A Startup Slump Is a Drag on the Economy. Big Business May Be to Blame - SirLJ
https://mobile.nytimes.com/2017/09/20/business/economy/startup-business.html
======
Top19
Good article, and it’s one of a number I’ve seen in the last 30 days touching
on whether or not there is a bubble, or a long-term decline on the horizon.

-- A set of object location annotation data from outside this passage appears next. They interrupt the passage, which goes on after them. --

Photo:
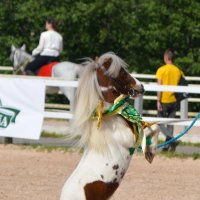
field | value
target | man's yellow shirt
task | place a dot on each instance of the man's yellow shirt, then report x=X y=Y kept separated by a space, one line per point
x=169 y=75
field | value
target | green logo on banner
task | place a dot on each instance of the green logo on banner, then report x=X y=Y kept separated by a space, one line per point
x=7 y=115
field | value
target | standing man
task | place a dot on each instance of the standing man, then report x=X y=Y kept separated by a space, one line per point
x=168 y=74
x=49 y=48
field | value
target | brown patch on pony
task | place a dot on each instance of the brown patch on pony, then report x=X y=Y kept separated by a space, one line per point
x=98 y=190
x=111 y=94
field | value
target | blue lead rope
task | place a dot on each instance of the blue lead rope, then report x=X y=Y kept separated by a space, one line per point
x=181 y=134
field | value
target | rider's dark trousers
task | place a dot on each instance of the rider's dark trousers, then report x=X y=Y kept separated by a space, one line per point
x=38 y=62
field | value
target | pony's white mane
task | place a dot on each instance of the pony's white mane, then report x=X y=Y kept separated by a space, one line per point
x=88 y=95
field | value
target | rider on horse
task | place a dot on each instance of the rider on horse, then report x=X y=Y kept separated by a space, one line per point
x=49 y=48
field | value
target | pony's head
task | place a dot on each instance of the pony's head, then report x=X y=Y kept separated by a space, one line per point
x=103 y=79
x=114 y=79
x=19 y=57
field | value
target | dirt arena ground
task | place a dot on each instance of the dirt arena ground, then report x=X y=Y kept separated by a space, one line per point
x=27 y=174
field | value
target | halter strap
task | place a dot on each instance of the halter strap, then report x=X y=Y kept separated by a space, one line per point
x=122 y=106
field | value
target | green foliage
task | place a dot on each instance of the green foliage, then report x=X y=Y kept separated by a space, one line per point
x=137 y=30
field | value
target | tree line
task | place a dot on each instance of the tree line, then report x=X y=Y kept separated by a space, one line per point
x=139 y=31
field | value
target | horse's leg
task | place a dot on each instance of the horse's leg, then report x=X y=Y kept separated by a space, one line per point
x=69 y=93
x=68 y=71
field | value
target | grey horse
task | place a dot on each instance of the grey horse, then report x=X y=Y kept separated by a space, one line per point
x=66 y=70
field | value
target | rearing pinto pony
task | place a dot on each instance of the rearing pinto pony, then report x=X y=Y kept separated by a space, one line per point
x=106 y=129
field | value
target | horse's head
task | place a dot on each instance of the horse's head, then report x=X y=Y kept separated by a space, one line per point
x=19 y=57
x=114 y=79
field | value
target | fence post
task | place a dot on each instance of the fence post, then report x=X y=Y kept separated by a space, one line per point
x=138 y=104
x=184 y=109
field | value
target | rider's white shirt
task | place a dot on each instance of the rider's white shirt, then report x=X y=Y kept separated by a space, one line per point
x=51 y=44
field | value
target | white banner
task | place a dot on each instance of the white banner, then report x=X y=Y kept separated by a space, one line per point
x=21 y=107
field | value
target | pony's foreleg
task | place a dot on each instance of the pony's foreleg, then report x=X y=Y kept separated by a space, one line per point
x=150 y=150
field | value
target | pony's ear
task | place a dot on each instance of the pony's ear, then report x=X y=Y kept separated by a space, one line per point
x=107 y=62
x=23 y=47
x=13 y=48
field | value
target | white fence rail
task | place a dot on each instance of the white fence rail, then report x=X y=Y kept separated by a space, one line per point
x=55 y=82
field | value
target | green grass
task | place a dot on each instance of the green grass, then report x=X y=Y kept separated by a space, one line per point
x=169 y=154
x=46 y=148
x=52 y=135
x=189 y=144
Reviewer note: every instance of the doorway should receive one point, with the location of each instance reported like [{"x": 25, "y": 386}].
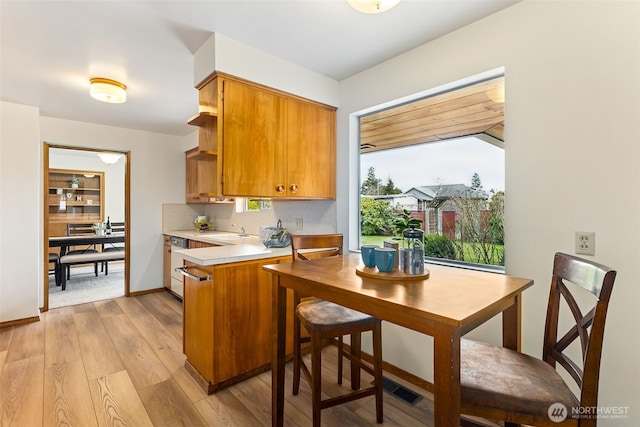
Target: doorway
[{"x": 101, "y": 190}]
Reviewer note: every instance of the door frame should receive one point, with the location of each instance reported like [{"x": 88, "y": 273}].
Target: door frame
[{"x": 127, "y": 214}]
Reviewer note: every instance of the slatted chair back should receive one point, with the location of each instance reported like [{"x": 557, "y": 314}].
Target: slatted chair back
[
  {"x": 79, "y": 229},
  {"x": 588, "y": 328},
  {"x": 117, "y": 227}
]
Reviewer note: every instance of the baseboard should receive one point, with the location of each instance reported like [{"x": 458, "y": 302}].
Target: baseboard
[
  {"x": 148, "y": 291},
  {"x": 18, "y": 322}
]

The problem with bubbles is people will call them as soon as things are overly
valued by 200%, or even overly valued by 10x,20x, whatever. While those people
might be right, bubbles have this incredible sustaining force to go on for
years afterwards. There were lots of high-profile investors who were forced
out of Wall Street in 1996 and 1997 for accurately calling a bubble, but
under-estimating euphoria.

There was lots of talk 2 years about issues like this, but those never
materialized. Who knows this time.

If anyone saw the controversy with Bodega a few days ago, that was a good sign
of trouble. Why in the world are 10 year+ Googlers applying machine learning
to VENDING MACHINES. There are thousands of fields they could have applied
that to, many of which would have made them famous and declared geniuses if
they could have gotten it to work. Their focus on vending machines though
suggests that maybe AI isn’t all it’s cracked up to me (not long term but for
now).